SEXTO .- Por consiguiente, y como conclusión de lo razonado, procede rechazar el presente recurso y confirmar íntegramente el pronunciamiento de instancia; imponiendo a la parte apelante las costas causadas en esta alzada, de acuerdo con lo prevenido en los artículos 394.1 y 398.1 de la Ley de Enjuiciamiento Civil .
Fallo
Que desestimando el recurso de apelación interpuesto por el Procurador Sr. Blasco Pla, en nombre y representación de la mercantil Francisco Avila Urbana S. L., contra la sentencia de fecha 27-12-2010 dictada por el Juzgado de 1ª Instancia nº 4 de Alcoy , en las actuaciones de las que dimana el presente rollo; debemos confirmar y confirmamos dicha resolución, imponiendo a la parte apelante las costas de esta alzada.

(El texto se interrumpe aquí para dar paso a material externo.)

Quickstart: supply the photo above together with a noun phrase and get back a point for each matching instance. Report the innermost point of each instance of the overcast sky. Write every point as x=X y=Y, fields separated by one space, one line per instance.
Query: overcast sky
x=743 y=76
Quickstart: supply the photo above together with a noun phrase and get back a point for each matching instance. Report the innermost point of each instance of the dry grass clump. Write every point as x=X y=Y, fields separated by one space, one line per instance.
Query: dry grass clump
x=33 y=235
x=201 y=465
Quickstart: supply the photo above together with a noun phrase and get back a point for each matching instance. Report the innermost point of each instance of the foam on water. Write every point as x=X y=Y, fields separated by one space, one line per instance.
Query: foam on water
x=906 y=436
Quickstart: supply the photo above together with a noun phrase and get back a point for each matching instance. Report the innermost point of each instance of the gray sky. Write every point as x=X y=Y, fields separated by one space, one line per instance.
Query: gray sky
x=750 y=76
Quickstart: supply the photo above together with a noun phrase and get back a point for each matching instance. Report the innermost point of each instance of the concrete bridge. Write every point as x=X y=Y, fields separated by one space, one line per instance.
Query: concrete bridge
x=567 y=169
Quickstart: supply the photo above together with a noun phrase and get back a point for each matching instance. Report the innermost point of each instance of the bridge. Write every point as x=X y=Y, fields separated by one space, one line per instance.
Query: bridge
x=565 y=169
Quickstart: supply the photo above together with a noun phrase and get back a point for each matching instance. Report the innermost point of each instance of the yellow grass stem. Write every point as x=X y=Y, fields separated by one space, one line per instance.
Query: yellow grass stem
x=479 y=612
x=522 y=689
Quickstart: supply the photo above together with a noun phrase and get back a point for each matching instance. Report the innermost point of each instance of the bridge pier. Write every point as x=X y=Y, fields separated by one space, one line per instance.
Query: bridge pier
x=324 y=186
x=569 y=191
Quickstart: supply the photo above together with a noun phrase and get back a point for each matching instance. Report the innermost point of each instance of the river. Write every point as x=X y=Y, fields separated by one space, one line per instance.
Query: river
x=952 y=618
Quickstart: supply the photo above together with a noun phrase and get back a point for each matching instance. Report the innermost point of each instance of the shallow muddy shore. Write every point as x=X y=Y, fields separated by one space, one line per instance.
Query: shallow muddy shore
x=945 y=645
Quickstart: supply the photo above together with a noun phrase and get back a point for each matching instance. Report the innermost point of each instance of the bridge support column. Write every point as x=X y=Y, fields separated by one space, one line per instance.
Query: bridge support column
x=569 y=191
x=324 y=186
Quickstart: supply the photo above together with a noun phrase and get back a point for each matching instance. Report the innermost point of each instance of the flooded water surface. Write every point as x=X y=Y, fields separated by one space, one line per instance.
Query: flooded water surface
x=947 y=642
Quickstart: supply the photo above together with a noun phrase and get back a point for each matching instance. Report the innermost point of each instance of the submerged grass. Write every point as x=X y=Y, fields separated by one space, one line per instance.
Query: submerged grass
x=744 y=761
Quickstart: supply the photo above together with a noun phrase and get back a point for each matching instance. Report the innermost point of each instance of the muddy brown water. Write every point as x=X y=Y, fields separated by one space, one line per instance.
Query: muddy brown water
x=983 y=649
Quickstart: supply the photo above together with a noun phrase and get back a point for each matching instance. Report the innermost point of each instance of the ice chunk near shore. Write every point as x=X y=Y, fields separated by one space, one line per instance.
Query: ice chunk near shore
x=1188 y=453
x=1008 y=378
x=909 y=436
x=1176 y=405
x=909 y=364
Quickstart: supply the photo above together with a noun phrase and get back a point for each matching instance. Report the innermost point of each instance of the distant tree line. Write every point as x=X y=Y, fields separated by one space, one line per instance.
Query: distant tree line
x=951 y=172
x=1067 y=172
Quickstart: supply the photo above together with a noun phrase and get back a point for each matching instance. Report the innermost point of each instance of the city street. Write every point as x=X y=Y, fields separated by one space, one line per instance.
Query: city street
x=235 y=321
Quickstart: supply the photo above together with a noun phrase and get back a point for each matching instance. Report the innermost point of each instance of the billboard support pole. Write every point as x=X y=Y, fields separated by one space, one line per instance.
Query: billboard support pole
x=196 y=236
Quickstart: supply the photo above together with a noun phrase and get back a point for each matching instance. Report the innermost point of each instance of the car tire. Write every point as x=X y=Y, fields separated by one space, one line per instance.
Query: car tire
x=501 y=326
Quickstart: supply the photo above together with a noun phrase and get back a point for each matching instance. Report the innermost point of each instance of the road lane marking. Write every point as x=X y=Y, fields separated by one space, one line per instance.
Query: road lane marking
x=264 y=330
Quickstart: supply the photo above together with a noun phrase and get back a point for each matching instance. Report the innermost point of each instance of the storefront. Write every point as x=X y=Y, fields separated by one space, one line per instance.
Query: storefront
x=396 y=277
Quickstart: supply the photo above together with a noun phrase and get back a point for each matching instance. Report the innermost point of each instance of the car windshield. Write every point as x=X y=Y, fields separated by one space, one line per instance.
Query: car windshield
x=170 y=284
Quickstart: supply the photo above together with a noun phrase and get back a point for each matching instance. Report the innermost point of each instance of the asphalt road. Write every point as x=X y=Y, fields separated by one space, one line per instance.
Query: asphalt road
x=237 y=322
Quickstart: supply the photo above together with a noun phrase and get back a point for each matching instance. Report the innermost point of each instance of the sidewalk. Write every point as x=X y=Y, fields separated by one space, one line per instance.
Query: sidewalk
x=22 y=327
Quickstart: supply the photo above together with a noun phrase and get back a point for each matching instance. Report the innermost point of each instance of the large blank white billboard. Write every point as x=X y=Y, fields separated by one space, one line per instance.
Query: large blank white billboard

Dese al depósito constituido para el presente recurso el destino legal.
Esta sentencia es susceptible de los recursos de casación y extraordinario por infracción procesal ante la Sala de lo Civil del Tribunal Supremo, que deberán interponerse por medio de escrito presentado ante esta Sala en plazo de veinte días.
Notifíquese esta resolución a las partes conforme a lo establecido en los artículos 248.4 de la Ley Orgánica del Poder Judicial y 208.4 y 212.1 de la vigente Ley de Enjuiciamiento Civil, y, en su momento, devuélvanse las actuaciones al Juzgado de procedencia, interesando acuse de recibo, acompañado de certificación literal de la presente a los oportunos efectos, uniéndose otra al Rollo de apelación.
Así por esta nuestra sentencia, fallando en grado de apelación, lo pronunciamos, mandamos y firmamos.